Risk factors include prenatal smoking, high prepregnancy body mass index, high gestational weight gain, and high birth weight
By Lori Solomon HealthDay Reporter
THURSDAY, June 5, 2025 (HealthDay News) — Children on the path to obesity can be detected as early as age 3.5 years, according to a study published online May 22 in JAMA Network Open.
Chang Liu, Ph.D., from Washington State University in Pullman, and colleagues examined how early-life factors are associated with body mass index (BMI) trajectories in children. The analysis included participants in the Environmental influences on Child Health Outcomes cohort, which included children aged 1 to 9 years (January 1997 to June 2024).
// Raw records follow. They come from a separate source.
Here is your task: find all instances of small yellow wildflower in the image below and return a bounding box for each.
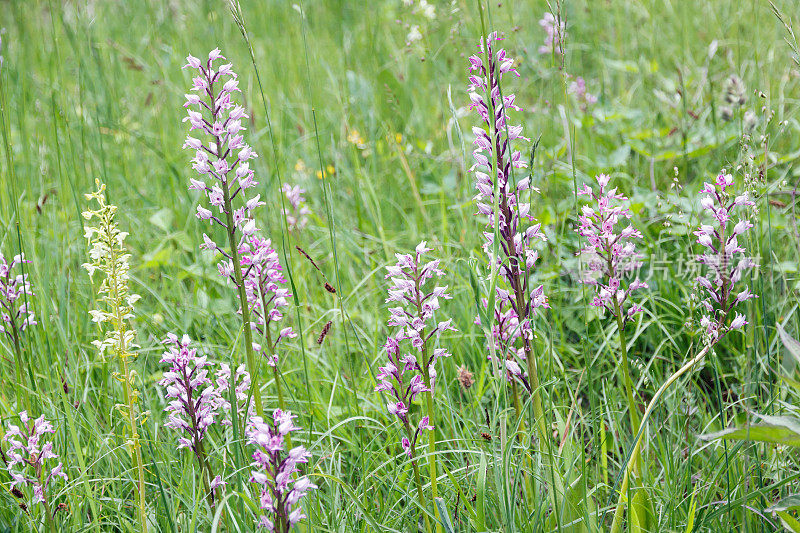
[316,165,336,180]
[347,129,367,149]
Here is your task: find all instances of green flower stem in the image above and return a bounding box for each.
[515,283,564,513]
[413,276,441,533]
[404,419,434,533]
[263,327,290,449]
[523,336,564,506]
[10,323,29,412]
[610,344,711,533]
[613,300,641,478]
[111,243,146,532]
[120,334,147,532]
[218,139,262,419]
[43,498,57,533]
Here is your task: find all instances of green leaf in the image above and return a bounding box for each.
[476,451,487,531]
[148,207,174,232]
[700,414,800,447]
[435,498,455,533]
[631,488,656,533]
[768,495,800,513]
[684,488,698,533]
[778,323,800,371]
[546,474,593,533]
[778,511,800,533]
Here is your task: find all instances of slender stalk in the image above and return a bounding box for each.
[104,220,147,532]
[413,277,441,533]
[119,331,147,531]
[179,362,216,510]
[423,389,439,529]
[516,281,564,512]
[9,319,29,412]
[195,439,215,510]
[262,302,287,413]
[510,381,522,421]
[263,327,290,449]
[523,335,564,507]
[216,132,263,418]
[609,345,711,533]
[613,300,641,478]
[0,55,31,413]
[43,498,57,533]
[404,419,434,533]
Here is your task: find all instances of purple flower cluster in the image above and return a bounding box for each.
[694,171,757,342]
[468,33,548,384]
[475,294,531,391]
[538,12,565,55]
[159,334,227,498]
[183,49,269,294]
[576,174,648,322]
[0,252,36,342]
[568,76,598,110]
[281,184,311,232]
[159,333,220,451]
[376,241,454,456]
[2,412,67,509]
[240,235,296,366]
[247,410,317,531]
[215,362,252,427]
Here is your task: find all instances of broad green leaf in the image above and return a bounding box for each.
[148,207,174,232]
[476,451,487,531]
[547,474,593,533]
[701,415,800,447]
[435,498,455,533]
[631,488,656,533]
[778,511,800,533]
[778,323,800,370]
[768,495,800,513]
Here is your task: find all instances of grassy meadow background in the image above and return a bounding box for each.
[1,0,800,530]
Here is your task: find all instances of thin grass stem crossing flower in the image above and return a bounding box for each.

The researchers identified two distinct two-phase BMI patterns. The typical group (89.4 percent) showed linear decreases in BMI, with the lowest BMI at age 6 years, followed by linear increases from 6 to 9 years (mean BMI at 9 years: 17.33 kg/m2). The atypical group (10.6 percent) showed a stable BMI from ages 1 to 3.5 years, followed by rapid linear increases from ages 3.5 to 9 years and a mean BMI at age 9 years of 26.2 kg/m2, which exceeded the 99th percentile. Risk factors associated with the atypical trajectory included prenatal smoking, high prepregnancy BMI, high gestational weight gain, and high birth weight.
“The fact that we can identify unusual BMI patterns as early as age 3.5 shows how critical early childhood is for preventing obesity,” Liu said in a statement. “Our findings suggest there are important opportunities to reduce childhood obesity, such as helping pregnant women quit smoking and manage healthy weight gain, as well as closely monitoring children who show early signs of rapid weight gain.”